Location
- Country: United States
- State: California
- District: Mendocino County

Physical characteristics
- Source: Red Mountain, California
- • coordinates: 39°32′35″N 123°21′51″W﻿ / ﻿39.5430°N 123.3643°W
- • elevation: 778 ft (237 m)
- Mouth: South Fork Eel River
- • coordinates: 39°30′07″N 123°25′23″W﻿ / ﻿39.5020°N 123.4230°W
- Length: 11.2 mi (18.0 km)

= Cedar Creek (South Fork Eel River tributary) =

Stream in California, United States

Cedar Creek is an 11.2 mi tributary of the South Fork Eel River in Mendocino County in the U.S. state of California. The creek begins southeast of Red Mountain, at an elevation of 778 ft.

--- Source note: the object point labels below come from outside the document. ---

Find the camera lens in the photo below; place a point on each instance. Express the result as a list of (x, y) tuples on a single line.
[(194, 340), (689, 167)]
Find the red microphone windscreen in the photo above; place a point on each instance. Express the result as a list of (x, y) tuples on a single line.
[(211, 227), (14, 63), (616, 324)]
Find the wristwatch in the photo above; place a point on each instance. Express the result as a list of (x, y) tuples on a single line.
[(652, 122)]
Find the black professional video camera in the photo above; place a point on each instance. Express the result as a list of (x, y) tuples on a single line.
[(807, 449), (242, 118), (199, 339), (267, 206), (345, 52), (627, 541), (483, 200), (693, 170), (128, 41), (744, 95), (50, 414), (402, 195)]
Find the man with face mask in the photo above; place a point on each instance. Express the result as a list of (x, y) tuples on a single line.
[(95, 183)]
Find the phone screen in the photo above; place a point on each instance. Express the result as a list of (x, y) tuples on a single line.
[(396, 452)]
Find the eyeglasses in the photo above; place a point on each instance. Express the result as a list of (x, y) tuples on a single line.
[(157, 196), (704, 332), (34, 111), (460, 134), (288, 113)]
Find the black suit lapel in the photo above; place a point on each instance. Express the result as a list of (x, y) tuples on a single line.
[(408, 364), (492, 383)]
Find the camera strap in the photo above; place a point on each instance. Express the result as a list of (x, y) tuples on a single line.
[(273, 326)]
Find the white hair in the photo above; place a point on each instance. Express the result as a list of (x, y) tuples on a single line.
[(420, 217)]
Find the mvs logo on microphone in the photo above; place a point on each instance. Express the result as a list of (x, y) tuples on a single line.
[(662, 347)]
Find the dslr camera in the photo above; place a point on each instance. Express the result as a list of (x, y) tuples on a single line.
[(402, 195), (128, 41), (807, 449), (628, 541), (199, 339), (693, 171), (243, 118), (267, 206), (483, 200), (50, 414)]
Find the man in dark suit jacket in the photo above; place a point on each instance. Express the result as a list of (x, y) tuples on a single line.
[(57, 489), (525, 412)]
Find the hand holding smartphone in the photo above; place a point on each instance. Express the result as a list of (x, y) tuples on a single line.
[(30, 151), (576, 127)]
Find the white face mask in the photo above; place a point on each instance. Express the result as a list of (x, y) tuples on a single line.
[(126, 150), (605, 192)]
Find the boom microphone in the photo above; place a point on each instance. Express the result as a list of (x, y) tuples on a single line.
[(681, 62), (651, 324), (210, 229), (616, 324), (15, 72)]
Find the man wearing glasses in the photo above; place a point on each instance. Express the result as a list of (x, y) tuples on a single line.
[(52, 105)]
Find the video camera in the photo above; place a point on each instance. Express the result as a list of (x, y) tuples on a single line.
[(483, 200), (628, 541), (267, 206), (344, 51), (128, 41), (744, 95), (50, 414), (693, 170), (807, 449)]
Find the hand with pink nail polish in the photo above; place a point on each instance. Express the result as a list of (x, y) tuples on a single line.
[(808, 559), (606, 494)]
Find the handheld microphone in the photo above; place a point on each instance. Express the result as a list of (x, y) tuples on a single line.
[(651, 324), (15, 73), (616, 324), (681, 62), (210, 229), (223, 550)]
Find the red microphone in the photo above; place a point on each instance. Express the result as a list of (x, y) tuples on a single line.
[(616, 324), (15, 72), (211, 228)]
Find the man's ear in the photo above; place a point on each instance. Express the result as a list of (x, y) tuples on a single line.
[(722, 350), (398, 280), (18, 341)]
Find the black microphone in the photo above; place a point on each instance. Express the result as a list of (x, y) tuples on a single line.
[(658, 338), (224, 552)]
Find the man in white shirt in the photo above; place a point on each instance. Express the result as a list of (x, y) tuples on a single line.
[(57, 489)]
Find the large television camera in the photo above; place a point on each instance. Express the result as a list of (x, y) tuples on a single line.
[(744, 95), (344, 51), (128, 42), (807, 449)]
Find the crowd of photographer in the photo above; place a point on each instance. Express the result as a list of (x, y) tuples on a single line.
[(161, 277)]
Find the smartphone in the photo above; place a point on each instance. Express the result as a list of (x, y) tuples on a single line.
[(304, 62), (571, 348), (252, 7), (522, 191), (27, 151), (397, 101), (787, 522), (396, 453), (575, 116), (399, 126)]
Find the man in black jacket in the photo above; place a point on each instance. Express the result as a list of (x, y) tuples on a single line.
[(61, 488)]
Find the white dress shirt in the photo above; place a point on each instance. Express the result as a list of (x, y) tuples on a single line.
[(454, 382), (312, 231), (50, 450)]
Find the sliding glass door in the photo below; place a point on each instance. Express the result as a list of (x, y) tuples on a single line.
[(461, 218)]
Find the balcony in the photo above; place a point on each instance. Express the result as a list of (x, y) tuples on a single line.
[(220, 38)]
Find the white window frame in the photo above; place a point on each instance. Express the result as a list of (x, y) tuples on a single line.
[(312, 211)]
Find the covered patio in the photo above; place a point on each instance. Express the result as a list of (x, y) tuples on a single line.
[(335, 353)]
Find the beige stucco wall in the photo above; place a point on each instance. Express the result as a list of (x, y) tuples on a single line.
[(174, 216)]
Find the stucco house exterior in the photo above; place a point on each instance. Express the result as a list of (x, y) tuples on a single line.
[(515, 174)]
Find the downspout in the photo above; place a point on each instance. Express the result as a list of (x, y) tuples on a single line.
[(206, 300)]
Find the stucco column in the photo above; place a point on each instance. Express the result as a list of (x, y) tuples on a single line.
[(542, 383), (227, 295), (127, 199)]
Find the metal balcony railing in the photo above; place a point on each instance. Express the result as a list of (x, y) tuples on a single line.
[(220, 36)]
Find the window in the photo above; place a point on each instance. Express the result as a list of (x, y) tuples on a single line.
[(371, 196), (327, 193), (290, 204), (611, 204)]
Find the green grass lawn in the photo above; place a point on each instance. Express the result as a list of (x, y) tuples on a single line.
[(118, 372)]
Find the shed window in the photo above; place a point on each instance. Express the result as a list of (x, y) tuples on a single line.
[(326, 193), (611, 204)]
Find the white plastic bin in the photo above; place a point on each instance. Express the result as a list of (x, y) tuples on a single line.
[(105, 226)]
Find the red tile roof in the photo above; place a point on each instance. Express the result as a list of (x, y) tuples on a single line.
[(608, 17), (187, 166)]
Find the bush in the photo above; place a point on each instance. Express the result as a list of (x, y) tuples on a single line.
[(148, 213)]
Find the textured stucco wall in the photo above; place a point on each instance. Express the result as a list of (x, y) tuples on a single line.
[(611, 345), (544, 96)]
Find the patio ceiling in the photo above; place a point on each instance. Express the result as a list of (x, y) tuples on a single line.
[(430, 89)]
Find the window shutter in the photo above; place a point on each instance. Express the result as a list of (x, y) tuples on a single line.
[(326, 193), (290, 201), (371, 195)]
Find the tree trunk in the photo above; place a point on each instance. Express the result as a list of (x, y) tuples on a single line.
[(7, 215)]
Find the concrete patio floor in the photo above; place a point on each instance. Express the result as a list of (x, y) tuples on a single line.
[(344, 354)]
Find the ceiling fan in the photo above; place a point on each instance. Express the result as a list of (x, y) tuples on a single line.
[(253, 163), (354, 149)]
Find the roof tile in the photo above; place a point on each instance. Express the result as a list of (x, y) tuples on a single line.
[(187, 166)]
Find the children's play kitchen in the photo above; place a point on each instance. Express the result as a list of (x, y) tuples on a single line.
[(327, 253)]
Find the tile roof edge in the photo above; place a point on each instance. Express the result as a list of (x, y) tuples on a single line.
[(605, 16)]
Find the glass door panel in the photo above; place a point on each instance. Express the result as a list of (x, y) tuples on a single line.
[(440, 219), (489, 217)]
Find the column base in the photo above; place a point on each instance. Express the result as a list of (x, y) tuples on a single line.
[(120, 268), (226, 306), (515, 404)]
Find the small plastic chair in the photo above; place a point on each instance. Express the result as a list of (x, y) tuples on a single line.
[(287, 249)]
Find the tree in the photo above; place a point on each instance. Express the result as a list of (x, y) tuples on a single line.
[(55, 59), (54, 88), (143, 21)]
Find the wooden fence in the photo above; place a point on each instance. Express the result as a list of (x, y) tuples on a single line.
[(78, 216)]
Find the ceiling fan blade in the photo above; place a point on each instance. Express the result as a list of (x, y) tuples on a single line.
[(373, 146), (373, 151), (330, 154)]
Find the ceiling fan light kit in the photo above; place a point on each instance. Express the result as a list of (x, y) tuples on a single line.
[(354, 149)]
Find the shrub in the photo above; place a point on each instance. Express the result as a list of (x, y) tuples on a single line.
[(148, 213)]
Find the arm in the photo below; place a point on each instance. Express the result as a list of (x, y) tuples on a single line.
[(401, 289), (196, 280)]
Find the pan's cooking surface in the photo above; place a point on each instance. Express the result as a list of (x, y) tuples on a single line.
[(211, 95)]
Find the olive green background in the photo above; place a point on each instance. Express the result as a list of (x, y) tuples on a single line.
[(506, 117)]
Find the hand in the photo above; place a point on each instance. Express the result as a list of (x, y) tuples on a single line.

It makes an S-curve west-northwest then bends sharply south, dropping into the valley of the South Fork Eel. The confluence is south of the city of Leggett, on the river's right bank. The only named tributary of Cedar Creek is Little Cedar Creek, a headwaters tributary. Big Dann Creek joins the South Fork Eel on the same bank, just upstream of Cedar Creek, while the next major tributary downstream of Cedar is Rock Creek. The Cedar Creek watershed is rugged and has few tributaries.